We have a menagerie of slumming-it stars - many of whom show up on only a few sets, clearly having worked on the film for no more than a couple of days (Vince Vaughn, as a rival gambler, and Joshua Jackson, as Hall’s love interest, probably appear for a combined total of about 12 minutes.) We’ve got lifeless direction, courtesy hack-for-hire Stephen Frears. We have, also courtesy Frears, the bright and overlit visual sheen of a Mexican soap opera. Hell, "Lay" even has Catherine Zeta-Jones, and I dare you to remember the last good movie she was in.
But, thankfully, we also have Bruce Willis. And strangely, as often as Willis phones these performances in (he does a number of direct-to-video features yearly; many of them with presumed friend 50 Cent,) he actually seems to give a shit about this one. His character does get the films sole interesting conflict - torn between a loveless marriage with Catherine Zeta-Jones and the chance of starting a different loveless marriage with Rebecca Hall - and perhaps he was relishing in the zeal of not having to play a generic tough guy for once. Whatever the reason, there’s a true sense of melancholic longing to the way he treats Hall; the way he tortures himself by befriending her even after he knows it can’t work out as anything more.

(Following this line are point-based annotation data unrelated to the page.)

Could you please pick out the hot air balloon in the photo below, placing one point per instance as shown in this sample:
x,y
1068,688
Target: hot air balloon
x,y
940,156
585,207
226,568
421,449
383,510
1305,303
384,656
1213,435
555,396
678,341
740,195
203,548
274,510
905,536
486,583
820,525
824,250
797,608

But he’s less the saving grace than he is the sole bright spot. Everything else here ranges from the atrocious to the "my God, how did they release this?" And that’s before the film concludes in a 90s-sitcom-style dance-along. This, and the rest of its kind, is the reason video-on-demand films are treated like second-rate entertainment. Some of the pictures I mentioned earlier are better than just about anything else playing in theaters today. But, even from the comfort of your own home, this wouldn’t be worth your time, much less your $7.99 plus tax.